How Honest is “Too Honest?”
One of the most important factors in how detailed your honesty must be is your kids’ ages. Generally, telling them the bare minimum is the best idea; it prevents them from becoming resentful toward one or both of you and it allows them to process their emotions on a basic level before coming up with more questions. Giving them simple, clear-cut answers will also help prevent them from becoming confused.
To help give them a clear picture, provide your children with a few details that pertain to their lives. They’ll want to know where they’ll live, how often they’ll see the non-custodial parent and when the separation will take place, and if you can answer these questions, you should. It’s okay to tell them that you’re working with a Toronto divorce lawyer and when you expect the divorce to be finalized, but be careful about overwhelming them with too much information right away.
What Psychologists Recommend Telling Your Kids
No matter how amicable or heated your separation and divorce are, kids need to know:
- that you both love them and will always be there for them.
- that the divorce has nothing to do with them and is not their fault.
- that there is nothing they can do to fix your relationship, and nothing they could have done would have changed your decision before it was made.

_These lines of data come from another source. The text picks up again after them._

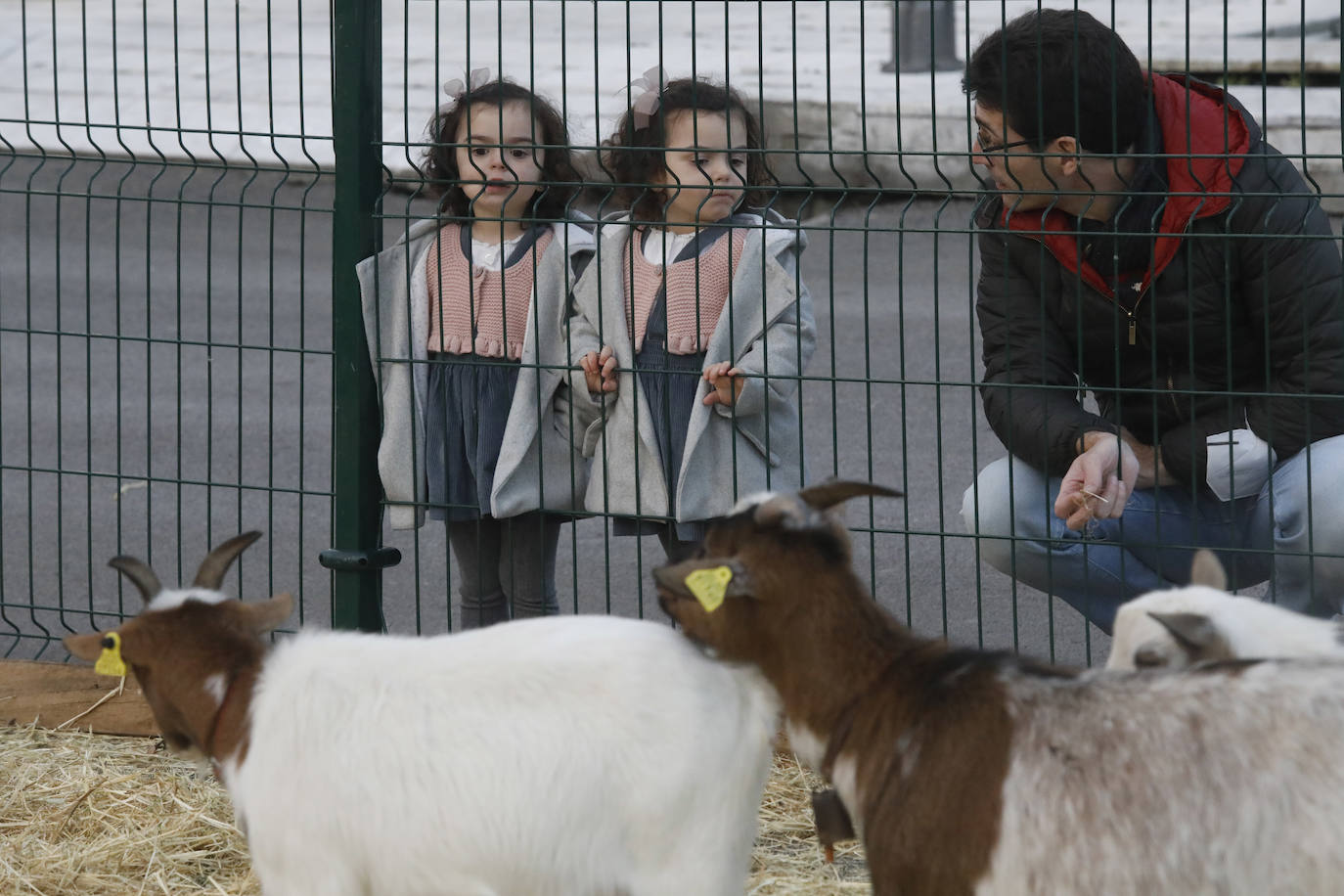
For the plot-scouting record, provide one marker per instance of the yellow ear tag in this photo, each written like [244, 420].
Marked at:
[111, 661]
[708, 586]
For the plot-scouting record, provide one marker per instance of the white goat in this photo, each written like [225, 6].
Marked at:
[1178, 628]
[980, 773]
[552, 756]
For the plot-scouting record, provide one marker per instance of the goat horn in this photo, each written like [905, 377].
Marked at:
[212, 568]
[832, 492]
[140, 574]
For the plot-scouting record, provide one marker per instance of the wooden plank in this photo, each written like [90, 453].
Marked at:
[56, 692]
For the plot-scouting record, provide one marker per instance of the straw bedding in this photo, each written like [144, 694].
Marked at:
[87, 814]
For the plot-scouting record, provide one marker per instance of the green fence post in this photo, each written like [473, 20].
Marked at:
[355, 558]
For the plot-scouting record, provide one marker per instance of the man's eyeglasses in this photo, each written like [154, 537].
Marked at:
[994, 148]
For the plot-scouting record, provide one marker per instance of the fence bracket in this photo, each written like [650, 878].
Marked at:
[359, 560]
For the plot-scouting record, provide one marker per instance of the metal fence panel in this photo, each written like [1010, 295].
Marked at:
[169, 368]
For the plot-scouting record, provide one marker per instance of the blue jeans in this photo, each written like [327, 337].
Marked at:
[1290, 533]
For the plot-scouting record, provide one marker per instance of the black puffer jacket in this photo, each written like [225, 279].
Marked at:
[1238, 321]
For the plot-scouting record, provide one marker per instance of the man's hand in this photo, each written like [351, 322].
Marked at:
[600, 370]
[1098, 481]
[728, 383]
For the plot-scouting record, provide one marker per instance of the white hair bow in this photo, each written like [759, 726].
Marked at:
[474, 81]
[647, 104]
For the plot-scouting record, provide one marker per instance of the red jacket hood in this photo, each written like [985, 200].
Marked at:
[1206, 136]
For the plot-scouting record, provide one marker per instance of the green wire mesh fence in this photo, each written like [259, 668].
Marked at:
[186, 190]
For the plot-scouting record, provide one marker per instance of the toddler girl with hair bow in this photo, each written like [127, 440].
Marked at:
[694, 327]
[466, 323]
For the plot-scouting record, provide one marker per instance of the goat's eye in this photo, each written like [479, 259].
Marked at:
[1148, 658]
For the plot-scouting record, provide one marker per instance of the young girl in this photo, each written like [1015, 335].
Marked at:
[704, 305]
[466, 320]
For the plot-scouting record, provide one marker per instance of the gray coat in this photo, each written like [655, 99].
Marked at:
[539, 465]
[730, 452]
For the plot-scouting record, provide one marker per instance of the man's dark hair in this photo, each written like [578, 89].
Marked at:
[1059, 72]
[633, 155]
[560, 179]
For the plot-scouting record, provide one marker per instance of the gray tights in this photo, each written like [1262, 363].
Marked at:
[506, 564]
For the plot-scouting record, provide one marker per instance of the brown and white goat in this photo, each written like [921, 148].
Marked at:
[978, 773]
[545, 756]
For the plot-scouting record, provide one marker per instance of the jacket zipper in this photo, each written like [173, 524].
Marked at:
[1132, 315]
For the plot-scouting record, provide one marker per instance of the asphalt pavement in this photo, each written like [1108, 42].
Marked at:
[165, 383]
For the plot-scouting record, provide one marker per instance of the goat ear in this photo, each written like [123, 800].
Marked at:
[784, 511]
[86, 647]
[1150, 655]
[268, 615]
[212, 568]
[140, 574]
[832, 492]
[1206, 569]
[1195, 633]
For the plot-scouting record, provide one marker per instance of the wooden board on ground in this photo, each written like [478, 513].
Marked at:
[56, 694]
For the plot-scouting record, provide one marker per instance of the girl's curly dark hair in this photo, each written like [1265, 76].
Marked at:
[633, 155]
[558, 175]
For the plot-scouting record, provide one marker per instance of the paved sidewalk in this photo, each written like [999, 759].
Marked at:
[82, 79]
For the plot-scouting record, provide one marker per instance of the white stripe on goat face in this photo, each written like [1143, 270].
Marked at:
[173, 598]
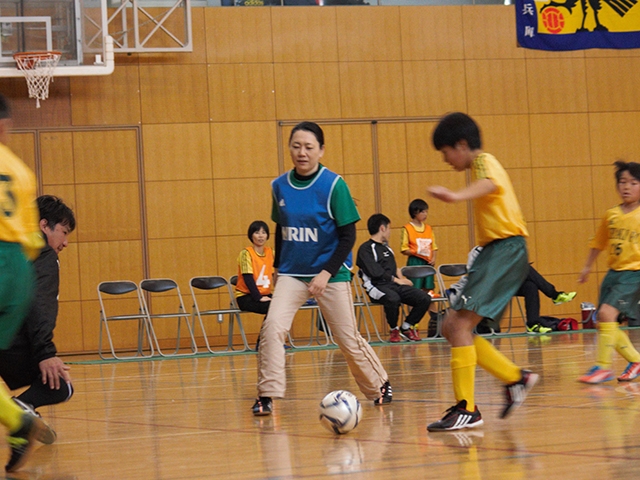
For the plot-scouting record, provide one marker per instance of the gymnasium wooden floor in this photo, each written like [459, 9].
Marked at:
[191, 419]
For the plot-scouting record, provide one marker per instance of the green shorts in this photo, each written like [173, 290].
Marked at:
[494, 278]
[426, 283]
[17, 281]
[621, 290]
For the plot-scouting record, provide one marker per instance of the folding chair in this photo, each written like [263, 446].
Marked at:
[154, 287]
[125, 290]
[424, 271]
[363, 308]
[211, 284]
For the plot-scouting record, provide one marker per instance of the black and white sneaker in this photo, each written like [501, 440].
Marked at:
[456, 418]
[386, 394]
[48, 436]
[262, 407]
[517, 392]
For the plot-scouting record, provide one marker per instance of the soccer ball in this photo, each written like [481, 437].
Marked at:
[340, 412]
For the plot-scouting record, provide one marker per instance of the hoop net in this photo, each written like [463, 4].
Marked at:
[37, 68]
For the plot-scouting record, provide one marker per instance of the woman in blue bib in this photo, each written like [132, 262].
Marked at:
[315, 232]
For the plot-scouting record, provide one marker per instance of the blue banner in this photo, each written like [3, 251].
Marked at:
[578, 24]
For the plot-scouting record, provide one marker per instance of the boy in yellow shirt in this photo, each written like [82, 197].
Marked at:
[494, 277]
[619, 234]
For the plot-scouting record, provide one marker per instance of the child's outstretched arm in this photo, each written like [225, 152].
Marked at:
[477, 189]
[593, 254]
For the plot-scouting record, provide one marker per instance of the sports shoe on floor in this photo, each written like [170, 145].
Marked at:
[394, 335]
[411, 334]
[518, 391]
[564, 297]
[21, 441]
[631, 372]
[49, 435]
[262, 407]
[537, 328]
[597, 375]
[457, 417]
[386, 394]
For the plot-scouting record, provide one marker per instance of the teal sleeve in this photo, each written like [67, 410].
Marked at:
[343, 208]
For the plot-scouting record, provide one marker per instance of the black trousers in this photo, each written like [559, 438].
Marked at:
[18, 370]
[533, 284]
[395, 295]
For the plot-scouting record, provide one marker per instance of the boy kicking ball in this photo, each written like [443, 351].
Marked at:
[619, 233]
[494, 277]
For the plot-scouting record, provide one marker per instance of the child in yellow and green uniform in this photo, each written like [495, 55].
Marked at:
[494, 277]
[619, 233]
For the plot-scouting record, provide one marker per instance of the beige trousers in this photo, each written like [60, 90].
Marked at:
[336, 305]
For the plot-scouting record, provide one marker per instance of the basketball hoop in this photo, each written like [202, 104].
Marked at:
[38, 69]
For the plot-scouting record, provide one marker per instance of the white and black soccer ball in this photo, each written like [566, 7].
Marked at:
[340, 411]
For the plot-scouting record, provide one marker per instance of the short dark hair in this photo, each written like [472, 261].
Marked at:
[416, 206]
[255, 227]
[309, 127]
[54, 211]
[632, 167]
[5, 108]
[376, 221]
[455, 127]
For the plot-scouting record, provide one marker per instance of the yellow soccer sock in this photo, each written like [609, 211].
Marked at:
[606, 342]
[10, 412]
[625, 348]
[494, 362]
[463, 373]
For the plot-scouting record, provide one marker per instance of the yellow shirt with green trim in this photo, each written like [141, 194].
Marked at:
[619, 233]
[498, 214]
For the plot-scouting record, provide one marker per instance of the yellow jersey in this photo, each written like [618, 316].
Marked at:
[619, 232]
[19, 218]
[497, 215]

- that extended family will always be there for them, just like both parents will.
Set aside any anger you have toward your ex while you talk to your kids. Don’t bad-mouth your former spouse at any time, even if they’re clearly wrong—you could severely traumatize your kids by doing so.
Expect Kids to React
Kids experience anger, sadness and a wide range of other emotions when parents tell them about an impending split, and it’s all normal. Even kids who have been subjected to substantial parental fighting are often surprised to learn their parents are divorcing, so be prepared to deal with that, as well.
Remember that your kids are experiencing the same changes you are, but that they lack the emotional maturity to handle them like you and your ex can. Talking to an outside third-party might be very beneficial (that’s when a referral from your Toronto divorce lawyer will come in handy) while they sort through their emotions.